JSON Extraction Safety
The _extract_generation_params() function applies defensive parsing:
- Regex finds the first
```json ```block (no arbitrary code execution) json.loads()parses the content (rejects non-JSON)- Type check:
isinstance(params, dict)(rejects arrays, primitives) - Schema check:
"channels" in params(rejects arbitrary JSON objects) - Returns
Noneon any failure (graceful degradation)
Input Boundaries
All numeric inputs are bounded by Pydantic validation before reaching NumPy:
- Array sizes are capped at 10,000 points
- Channel count is capped at 10
- Correlation values are bounded to [-1, 1]

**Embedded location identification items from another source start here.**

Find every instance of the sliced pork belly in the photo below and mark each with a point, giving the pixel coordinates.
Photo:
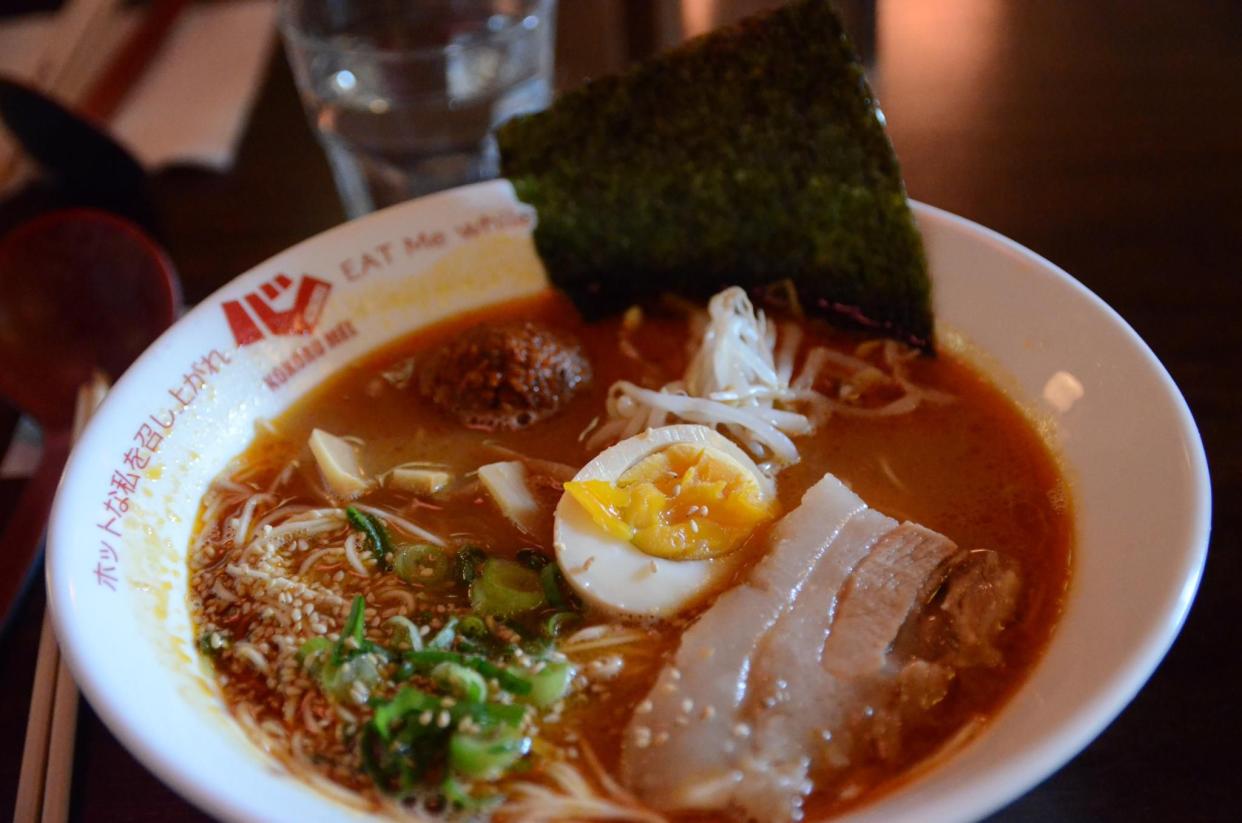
(682, 745)
(766, 685)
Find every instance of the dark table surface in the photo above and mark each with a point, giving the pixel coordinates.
(1103, 134)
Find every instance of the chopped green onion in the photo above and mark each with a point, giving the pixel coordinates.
(506, 587)
(559, 622)
(406, 701)
(375, 531)
(311, 653)
(354, 628)
(486, 757)
(462, 682)
(468, 560)
(550, 684)
(504, 678)
(403, 628)
(532, 559)
(446, 636)
(417, 562)
(493, 714)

- Amplitudes and frequencies must be non-negative
- Duration must be positive
No Persistent State in the Agent
The tsgen agent has no tools, no database access, and no file system access. It can only produce text. The conversation history is managed server-side and is scoped to the WebSocket session.

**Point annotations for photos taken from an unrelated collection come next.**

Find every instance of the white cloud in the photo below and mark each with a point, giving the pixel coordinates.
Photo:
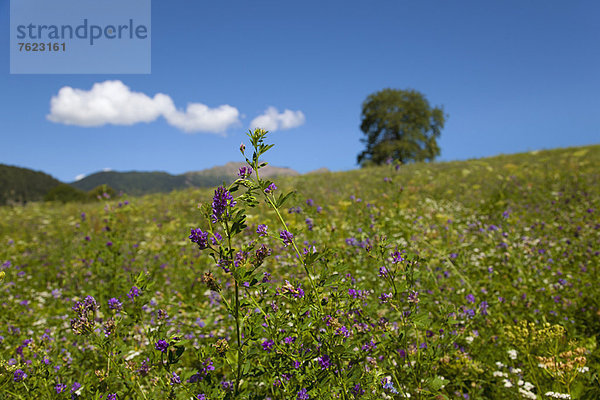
(201, 118)
(272, 120)
(112, 102)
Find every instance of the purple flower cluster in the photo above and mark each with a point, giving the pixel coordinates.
(175, 379)
(162, 345)
(357, 391)
(221, 200)
(286, 236)
(133, 293)
(268, 345)
(19, 375)
(199, 237)
(245, 172)
(115, 304)
(85, 315)
(385, 297)
(324, 361)
(270, 188)
(262, 230)
(413, 297)
(207, 366)
(60, 387)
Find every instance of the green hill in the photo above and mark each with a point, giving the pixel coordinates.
(21, 185)
(139, 183)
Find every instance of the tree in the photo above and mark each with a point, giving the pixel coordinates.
(401, 125)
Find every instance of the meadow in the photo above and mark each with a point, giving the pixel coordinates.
(461, 280)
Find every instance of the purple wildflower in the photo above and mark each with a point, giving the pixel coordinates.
(302, 395)
(245, 172)
(357, 391)
(175, 379)
(413, 297)
(268, 345)
(324, 361)
(115, 304)
(161, 345)
(262, 230)
(286, 236)
(343, 331)
(199, 237)
(309, 224)
(216, 238)
(19, 375)
(270, 188)
(60, 387)
(385, 297)
(221, 200)
(483, 308)
(289, 340)
(397, 257)
(76, 386)
(383, 272)
(133, 293)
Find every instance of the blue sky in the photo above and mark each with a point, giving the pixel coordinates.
(511, 75)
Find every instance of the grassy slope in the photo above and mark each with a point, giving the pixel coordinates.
(446, 212)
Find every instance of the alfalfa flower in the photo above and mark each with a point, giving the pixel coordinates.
(221, 200)
(286, 236)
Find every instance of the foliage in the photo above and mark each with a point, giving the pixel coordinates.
(400, 125)
(457, 280)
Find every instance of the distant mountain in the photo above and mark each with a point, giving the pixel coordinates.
(133, 182)
(140, 183)
(20, 185)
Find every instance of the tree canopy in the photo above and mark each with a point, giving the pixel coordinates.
(401, 125)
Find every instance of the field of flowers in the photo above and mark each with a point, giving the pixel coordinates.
(462, 280)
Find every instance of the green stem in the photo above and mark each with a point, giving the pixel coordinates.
(312, 282)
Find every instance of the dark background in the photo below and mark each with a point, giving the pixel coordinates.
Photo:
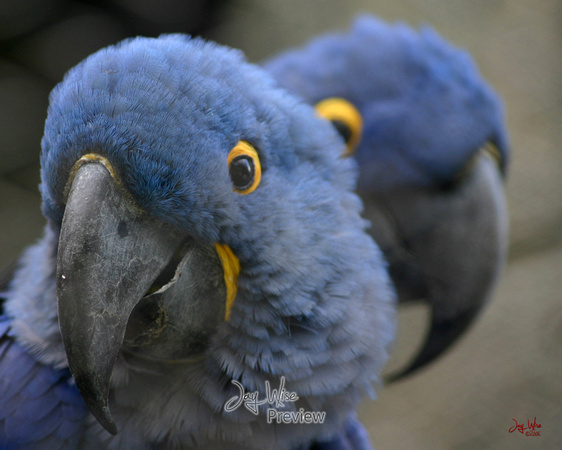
(509, 365)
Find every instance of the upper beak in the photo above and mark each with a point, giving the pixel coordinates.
(111, 256)
(445, 248)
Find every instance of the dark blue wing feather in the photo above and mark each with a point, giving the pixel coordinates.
(39, 407)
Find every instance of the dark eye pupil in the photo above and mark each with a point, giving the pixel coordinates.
(343, 130)
(242, 172)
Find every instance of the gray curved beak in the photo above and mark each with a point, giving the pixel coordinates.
(126, 280)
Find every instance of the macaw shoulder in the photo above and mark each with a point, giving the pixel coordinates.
(39, 406)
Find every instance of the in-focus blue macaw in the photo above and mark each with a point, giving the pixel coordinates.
(432, 150)
(202, 230)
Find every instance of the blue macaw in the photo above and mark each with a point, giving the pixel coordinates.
(203, 244)
(429, 136)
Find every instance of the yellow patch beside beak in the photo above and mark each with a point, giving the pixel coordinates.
(231, 268)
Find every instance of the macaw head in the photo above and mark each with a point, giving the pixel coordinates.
(429, 137)
(206, 218)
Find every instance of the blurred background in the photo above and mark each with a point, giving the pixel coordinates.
(509, 365)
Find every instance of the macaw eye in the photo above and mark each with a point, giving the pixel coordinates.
(345, 118)
(244, 168)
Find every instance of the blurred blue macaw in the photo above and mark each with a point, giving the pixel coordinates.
(429, 136)
(203, 241)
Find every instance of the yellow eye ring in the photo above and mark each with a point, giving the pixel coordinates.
(345, 117)
(244, 168)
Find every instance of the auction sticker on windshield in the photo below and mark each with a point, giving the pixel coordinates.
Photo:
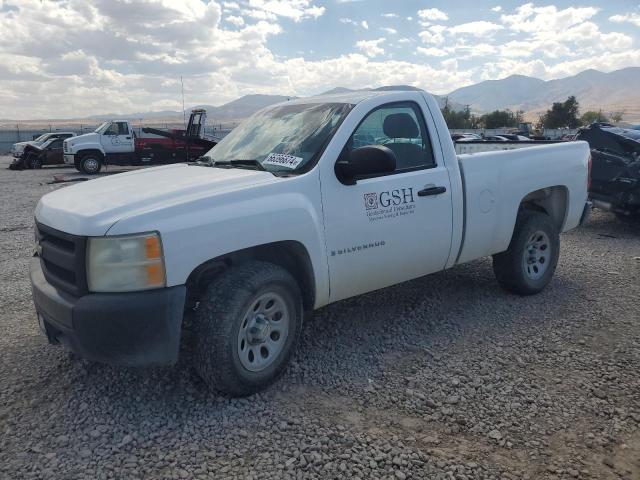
(283, 160)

Why Parameterized Generation, Not Code Generation
An alternative architecture would have the LLM generate Python code (e.g., NumPy scripts) that gets executed directly. Phoenix deliberately avoids this for several reasons:
| Concern | Parameterized (Phoenix) | Code Generation |
|---|---|---|
| Security | No code execution; bounded numeric inputs | Requires sandboxing, code review, or restricted execution environments |
| Validation | Full server-side validation of every parameter | Difficult to validate arbitrary code for correctness and safety |
| Reproducibility | Parameters stored in DB; identical regeneration | Code must be stored and re-executed; environment-dependent |
| User Control | Users see and can modify every parameter in the form | Users must understand generated code to modify it |
| Error Handling | Validation errors map to specific form fields | Runtime errors in generated code are opaque |
| Flexibility Tradeoff | Limited to the superposition model | Can express any computable time series |
The flexibility tradeoff is intentional. The superposition model (mean + trend + oscillations + noise) covers the vast majority of synthetic time series use cases in industrial settings. The nonlinear trend approximation technique (long-period oscillations) extends coverage to exponential, logarithmic, and sigmoid shapes without requiring arbitrary code.